There's also no guarantee that a lump of brain tissue could ever achieve consciousness, especially if the architecture is drastically different from an actual brain.
Well, we haven't solved the hard problem of consciousness, so we don't know if size of brain or similarity to human brain are factors for developing consciousness. But perhaps a more important question is, if it did develop consciousness, how much pain would it experience?
Physical pain? Zero.
Now emotional pain? I'm not sure it would even be able to accomplish emotional pain. So much of our emotions are intertwined with chemical balances and releases. If a brain achieved consciousness, but had none of these chemicals at all......I don't know that'd even work.
While we haven't confirmed this experimentally (ominous voice: yet), computationally there's no reason even a simple synthetic brain couldn't experience emotions. Chemical neurotransmitters are just an added layer of structural complexity so Church–Turing will still hold true. Human brains are only powerful because they have an absurdly high parallel network throughput rate (computational bus might be a better term), the actual neuron part is dead simple. Network computation is fascinating, but much like linear algebra the actual mechanisms are so simple they're dead boring - but if you cram 200,000,000 of those mechanisms into a salty water balloon it can produce some really pompus lemmy comments.
~~Emotions are holographic anyways so the question is kinda meaningless. It's like asking if an artificial brain will perceive the color green as the same color we 'see' as green. It sounds deep until you realize it's all fake, man. It's all fake.~~
Wake up, neo...
I'm not sure what color skittles I ate, but im feeling....horny.
Did you think about this before you wrote it?
Didn't have to. Kind of an obvious thing to point out, but OP didn't specify what type of pain he meant, so I figured I would, just in case.
How is it obvious?
Human brains don't actually have any pain receptors (even though headaches would have you seriously believe otherwise), so a brain alone wouldn't be able to feel pain any more than it would be able to smell or see.

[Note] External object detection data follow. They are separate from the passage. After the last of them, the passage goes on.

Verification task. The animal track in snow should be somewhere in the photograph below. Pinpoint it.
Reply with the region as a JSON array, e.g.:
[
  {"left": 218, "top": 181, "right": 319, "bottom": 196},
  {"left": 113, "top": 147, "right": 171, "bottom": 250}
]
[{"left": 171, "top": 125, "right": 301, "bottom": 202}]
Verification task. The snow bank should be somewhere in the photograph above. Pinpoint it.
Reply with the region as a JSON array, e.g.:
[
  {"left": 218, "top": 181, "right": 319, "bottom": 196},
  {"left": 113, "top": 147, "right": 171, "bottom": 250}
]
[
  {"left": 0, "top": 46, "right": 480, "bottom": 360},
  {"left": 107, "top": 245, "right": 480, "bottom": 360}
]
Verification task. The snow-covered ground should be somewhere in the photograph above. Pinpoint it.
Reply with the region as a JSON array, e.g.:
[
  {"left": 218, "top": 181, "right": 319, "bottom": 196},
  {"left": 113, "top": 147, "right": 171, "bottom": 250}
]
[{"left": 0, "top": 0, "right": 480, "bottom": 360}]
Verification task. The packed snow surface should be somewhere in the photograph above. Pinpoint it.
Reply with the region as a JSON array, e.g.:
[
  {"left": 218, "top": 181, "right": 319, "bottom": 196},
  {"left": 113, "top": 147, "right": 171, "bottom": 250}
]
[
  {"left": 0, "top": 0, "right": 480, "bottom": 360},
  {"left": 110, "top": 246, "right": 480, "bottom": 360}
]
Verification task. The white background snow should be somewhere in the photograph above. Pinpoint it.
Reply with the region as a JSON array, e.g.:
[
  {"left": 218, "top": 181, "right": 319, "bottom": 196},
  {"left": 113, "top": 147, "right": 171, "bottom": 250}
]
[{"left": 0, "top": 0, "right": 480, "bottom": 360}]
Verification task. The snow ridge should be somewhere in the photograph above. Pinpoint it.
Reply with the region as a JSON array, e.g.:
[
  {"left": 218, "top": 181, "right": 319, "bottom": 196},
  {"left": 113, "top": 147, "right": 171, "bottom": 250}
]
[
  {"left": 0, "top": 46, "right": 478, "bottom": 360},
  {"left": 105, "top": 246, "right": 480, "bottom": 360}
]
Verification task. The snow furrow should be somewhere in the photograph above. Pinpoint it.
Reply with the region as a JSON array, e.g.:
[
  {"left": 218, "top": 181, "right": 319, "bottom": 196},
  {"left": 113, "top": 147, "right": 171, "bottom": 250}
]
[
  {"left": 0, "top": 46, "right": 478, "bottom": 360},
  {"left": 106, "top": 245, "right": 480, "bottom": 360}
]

Wow. Equally confident, equally confused.
The brain processes the information from the nerves.
Might just be that nerve cells by themselves "experience" something when stimulated, but pain perhaps requires certain structures of neurons or even parts of a brain to be interpreted as "pain". I'm just spitballing though since I'm not a neuroscientist or anything like that.
Physical pain only exists from nerves. Brains don't have any nerves. No nerves. No pain.